Consiglio Arianna, Mencar Corrado, Grillo Giorgio, Marzano Flaviana, Caratozzolo Mariano Francesco, Liuni Sabino
Institute for Biomedical Technologies of Bari - ITB, National Research Council, Bari, 70126, Italy.
Department of Informatics, University of Bari Aldo Moro, Bari, 70121, Italy.
BMC Bioinformatics. 2016 Nov 8;17(Suppl 12):345. doi: 10.1186/s12859-016-1195-2.
When the reads obtained from high-throughput RNA sequencing are mapped against a reference database, a significant proportion of them - known as multireads - can map to more than one reference sequence.

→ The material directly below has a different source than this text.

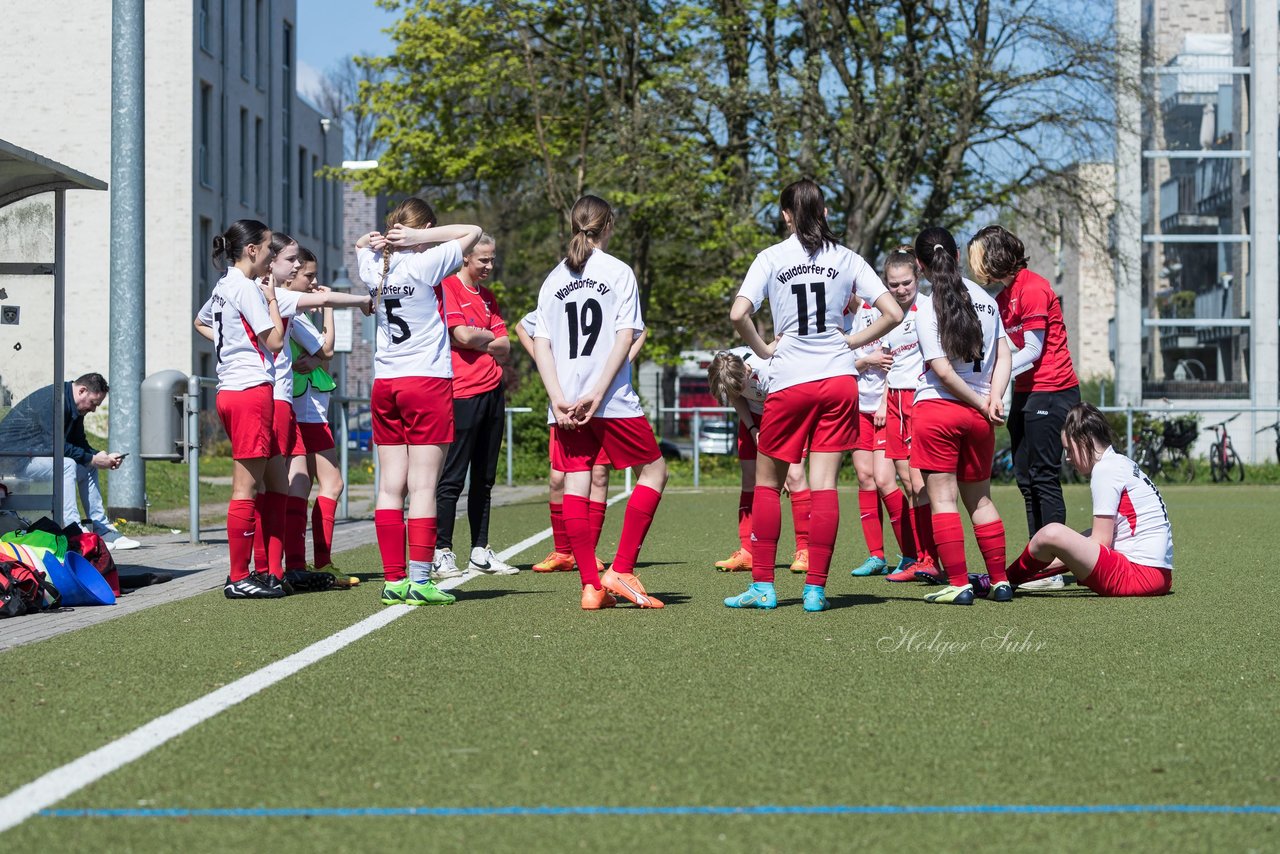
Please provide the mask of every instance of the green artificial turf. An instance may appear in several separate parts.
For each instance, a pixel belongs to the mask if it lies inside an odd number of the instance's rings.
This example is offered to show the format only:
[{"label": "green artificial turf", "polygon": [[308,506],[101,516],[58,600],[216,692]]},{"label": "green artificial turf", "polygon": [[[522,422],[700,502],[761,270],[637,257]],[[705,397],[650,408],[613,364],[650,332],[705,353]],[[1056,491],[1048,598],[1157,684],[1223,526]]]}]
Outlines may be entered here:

These multireads originate from gene duplications, repetitive regions or overlapping genes. Removing the multireads from the mapping results, in RNA-Seq analyses, causes an underestimation of the read counts, while estimating the real read count can lead to false positives during the detection of differentially expressed sequences.

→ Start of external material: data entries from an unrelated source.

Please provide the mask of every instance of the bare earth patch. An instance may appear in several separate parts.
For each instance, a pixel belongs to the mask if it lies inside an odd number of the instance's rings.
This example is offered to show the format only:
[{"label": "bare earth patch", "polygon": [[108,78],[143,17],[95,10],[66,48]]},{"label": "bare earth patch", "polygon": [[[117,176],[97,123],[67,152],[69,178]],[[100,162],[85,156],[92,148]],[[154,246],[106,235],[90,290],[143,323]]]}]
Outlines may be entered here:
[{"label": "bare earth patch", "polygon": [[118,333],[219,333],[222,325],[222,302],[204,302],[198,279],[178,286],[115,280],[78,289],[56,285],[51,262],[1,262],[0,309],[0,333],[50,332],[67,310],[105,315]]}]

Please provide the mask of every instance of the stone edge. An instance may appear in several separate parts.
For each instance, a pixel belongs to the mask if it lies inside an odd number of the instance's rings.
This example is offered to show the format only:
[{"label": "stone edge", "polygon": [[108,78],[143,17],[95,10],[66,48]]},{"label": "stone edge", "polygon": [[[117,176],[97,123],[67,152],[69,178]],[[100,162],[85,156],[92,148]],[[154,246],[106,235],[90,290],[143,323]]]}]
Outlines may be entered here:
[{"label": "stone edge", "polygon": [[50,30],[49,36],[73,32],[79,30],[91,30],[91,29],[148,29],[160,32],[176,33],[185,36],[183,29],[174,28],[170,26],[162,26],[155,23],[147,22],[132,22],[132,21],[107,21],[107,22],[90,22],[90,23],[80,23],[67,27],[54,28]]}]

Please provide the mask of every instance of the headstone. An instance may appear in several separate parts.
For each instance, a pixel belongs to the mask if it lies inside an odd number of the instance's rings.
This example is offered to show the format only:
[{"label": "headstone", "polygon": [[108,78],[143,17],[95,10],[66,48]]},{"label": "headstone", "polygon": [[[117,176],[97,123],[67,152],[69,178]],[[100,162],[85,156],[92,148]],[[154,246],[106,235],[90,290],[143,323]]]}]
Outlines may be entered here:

We present an innovative approach to deal with multireads and evaluate differential expression events, entirely based on fuzzy set theory. Since multireads cause uncertainty in the estimation of read counts during gene expression computation, they can also influence the reliability of differential expression analysis results, by producing false positives. Our method manages the uncertainty in gene expression estimation by defining the fuzzy read counts and evaluates the possibility of a gene to be differentially expressed with three fuzzy concepts: over-expression, same-expression and under-expression. The output of the method is a list of differentially expressed genes enriched with information about the uncertainty of the results due to the multiread presence. We have tested the method on RNA-Seq data designed for case-control studies and we have compared the obtained results with other existing tools for read count estimation and differential expression analysis.

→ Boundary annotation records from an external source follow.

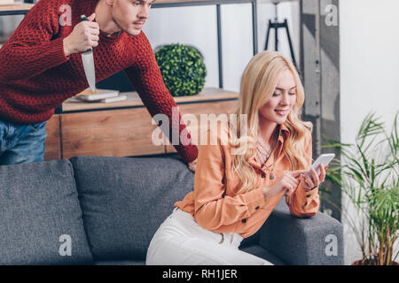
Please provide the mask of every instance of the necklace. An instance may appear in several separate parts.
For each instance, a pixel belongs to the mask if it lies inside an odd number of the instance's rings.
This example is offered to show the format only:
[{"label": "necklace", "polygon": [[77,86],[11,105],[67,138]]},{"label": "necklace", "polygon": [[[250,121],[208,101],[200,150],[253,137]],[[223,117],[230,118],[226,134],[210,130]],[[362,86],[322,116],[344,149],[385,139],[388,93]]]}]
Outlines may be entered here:
[{"label": "necklace", "polygon": [[[280,126],[279,126],[279,125],[278,126],[278,135],[280,134],[279,133],[280,133]],[[277,145],[277,142],[278,142],[278,138],[275,138],[274,139],[274,142],[273,142],[273,146],[270,148],[270,150],[269,151],[269,150],[267,150],[266,149],[265,149],[265,147],[262,145],[262,144],[261,144],[259,142],[257,142],[257,144],[259,144],[260,146],[261,146],[261,148],[263,149],[263,150],[265,150],[266,152],[267,152],[267,154],[266,154],[266,158],[263,160],[263,158],[262,158],[262,155],[264,155],[264,152],[263,152],[263,154],[261,152],[261,150],[260,150],[260,149],[258,148],[258,147],[256,147],[256,155],[257,155],[257,157],[258,157],[258,159],[259,159],[259,161],[261,162],[261,167],[263,167],[263,166],[266,166],[266,168],[268,169],[268,171],[269,171],[269,172],[270,173],[270,180],[273,180],[273,179],[275,179],[276,177],[274,176],[274,168],[275,168],[275,166],[276,166],[276,156],[277,156],[277,154],[276,154],[276,152],[274,153],[274,163],[273,163],[273,168],[270,170],[270,168],[269,168],[269,166],[266,164],[266,162],[269,160],[269,157],[270,157],[270,155],[271,155],[271,153],[273,152],[273,150],[274,150],[274,149],[276,148],[276,145]]]}]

The management of multireads with the use of fuzzy sets allows to obtain a list of differential expression events which takes in account the uncertainty in the results caused by the presence of multireads. Such additional information can be used by the biologists when they have to select the most relevant differential expression events to validate with laboratory assays. Our method can be used to compute reliable differential expression events and to highlight possible false positives in the lists of differentially expressed genes computed with other tools.
当将从高通量RNA测序获得的 reads 与参考数据库进行比对时,其中很大一部分——即所谓的多 reads——可以比对到多个参考序列。这些多 reads 源自基因重复、重复区域或重叠基因。在RNA-Seq分析中,从比对结果中去除多 reads 会导致 reads 计数被低估,而估计实际的 reads 计数在检测差异表达序列时可能会导致假阳性。
我们提出了一种创新方法来处理多 reads 并评估差异表达事件,该方法完全基于模糊集理论。由于多 reads 在基因表达计算过程中会导致 reads 计数估计的不确定性,它们还会通过产生假阳性来影响差异表达分析结果的可靠性。我们的方法通过定义模糊 reads 计数来管理基因表达估计中的不确定性,并使用三个模糊概念:过表达、同表达和低表达来评估基因差异表达的可能性。该方法的输出是一个差异表达基因列表,其中丰富了由于多 reads 的存在而导致的结果不确定性信息。我们在为病例对照研究设计的RNA-Seq数据上测试了该方法,并将获得的结果与其他现有的 reads 计数估计和差异表达分析工具进行了比较。
使用模糊集处理多 reads 可以得到一个差异表达事件列表,该列表考虑了由于多 reads 的存在而导致的结果不确定性。当生物学家必须选择最相关的差异表达事件进行实验室检测验证时,这些额外信息可供他们使用。我们的方法可用于计算可靠的差异表达事件,并突出其他工具计算的差异表达基因列表中可能存在的假阳性。